Do you want to take your workouts to the next level? If so, you have come to the right place. This guide will help you to make all of the right changes, so you can see a benefit in no time at all.

Eat Slow-Digesting Carbs

Research has shown time and time again that when athletes eat slow-digesting carbs, such as whole grains, they have lower insulin levels. They also burn way more fat during the day. Athletes also have way more endurance and burn more fat when exercising. If you want to benefit yourself here, then one thing you can do is opt for brown bread or even wholegrain bagels. Make sure that the meals you eat before your workout, and the ones you have immediately after, include around 40g of complex carbs. Oatmeal, sweet potato, fruit and even buckwheat are all great here.

Avoid High-Fat Meals

Another thing you can do is avoid high-fat meals where possible. Studies have found that high-fat meals tend to mimic the effects of nitric oxide. This dilates the blood vessels for up to four hours. This means you will have less blood flow to your muscles, which isn’t good if you are already taking NO supplements. If you want to benefit your workouts in a positive and more controlled way then one thing you can do is look into blood flow restriction. When you do, you can then rest assured knowing that you are going to get the results you are looking for.

Take Some Whey Protein

If you can, you need to try and take 20g of whey protein, as well as 3-5g of creatine.

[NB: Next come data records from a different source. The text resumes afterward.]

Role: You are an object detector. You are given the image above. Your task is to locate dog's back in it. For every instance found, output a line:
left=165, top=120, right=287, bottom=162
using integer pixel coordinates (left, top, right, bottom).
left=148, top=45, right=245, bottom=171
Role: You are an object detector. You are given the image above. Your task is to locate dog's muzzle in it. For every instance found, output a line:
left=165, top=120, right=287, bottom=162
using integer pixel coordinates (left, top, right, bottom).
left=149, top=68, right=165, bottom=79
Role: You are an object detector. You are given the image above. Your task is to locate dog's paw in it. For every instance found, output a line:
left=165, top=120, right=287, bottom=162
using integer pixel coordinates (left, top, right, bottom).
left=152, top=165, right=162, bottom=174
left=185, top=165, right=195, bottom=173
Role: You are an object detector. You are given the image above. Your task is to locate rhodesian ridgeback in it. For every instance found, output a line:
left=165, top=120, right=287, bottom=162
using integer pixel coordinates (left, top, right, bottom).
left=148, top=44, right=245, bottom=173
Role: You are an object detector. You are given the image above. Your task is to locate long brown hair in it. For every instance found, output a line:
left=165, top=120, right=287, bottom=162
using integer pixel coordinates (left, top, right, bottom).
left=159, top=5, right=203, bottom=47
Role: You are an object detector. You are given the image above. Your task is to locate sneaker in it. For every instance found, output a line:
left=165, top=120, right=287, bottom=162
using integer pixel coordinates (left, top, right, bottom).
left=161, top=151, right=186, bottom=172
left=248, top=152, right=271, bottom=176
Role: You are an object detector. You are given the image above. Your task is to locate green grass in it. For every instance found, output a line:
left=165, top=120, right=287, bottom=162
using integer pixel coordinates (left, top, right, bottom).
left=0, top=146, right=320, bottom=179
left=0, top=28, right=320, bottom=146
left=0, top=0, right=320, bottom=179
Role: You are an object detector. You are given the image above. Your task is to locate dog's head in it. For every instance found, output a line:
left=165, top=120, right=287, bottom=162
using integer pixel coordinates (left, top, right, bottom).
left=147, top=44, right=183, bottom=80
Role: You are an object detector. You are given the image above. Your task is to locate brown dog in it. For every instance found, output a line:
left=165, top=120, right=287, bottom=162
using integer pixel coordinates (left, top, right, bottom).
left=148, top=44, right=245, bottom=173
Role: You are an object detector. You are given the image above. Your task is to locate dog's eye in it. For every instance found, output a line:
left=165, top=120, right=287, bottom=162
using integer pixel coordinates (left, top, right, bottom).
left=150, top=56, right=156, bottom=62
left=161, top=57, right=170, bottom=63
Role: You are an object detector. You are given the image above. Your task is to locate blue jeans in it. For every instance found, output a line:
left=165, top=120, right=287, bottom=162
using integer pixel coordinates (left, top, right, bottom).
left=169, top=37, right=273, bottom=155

Studies have found that those who take protein and creatine supplements right before and after a workout tend to have an increased level of muscle mass. If you don’t take whey protein right now, then make sure that you incorporate this into your diet.

Focus on Caffeine 

If you can, take between 200mg and 400mg of caffeine, an hour or two before you are due to work out. The great thing about caffeine, if you take it before your workout, is that it increases fat burning. It also blunts muscle pain and benefits endurance. Although coffee does work well, the benefits are seen way more if you were to take a caffeine supplement.

Take Arginine

Studies have found that those who take arginine supplements before they work out are able to increase their total muscle mass. If you are serious about working out and if you want to see results, then this is a great way for you to ensure that you are not missing out. Just make sure that you eat a good diet along with taking this supplement because if you don’t then you may find that you end up not seeing the results you want. There is no substitution for eating well, and if you skip out on meals with the hopes you can take a supplement later then your body will certainly pay for it.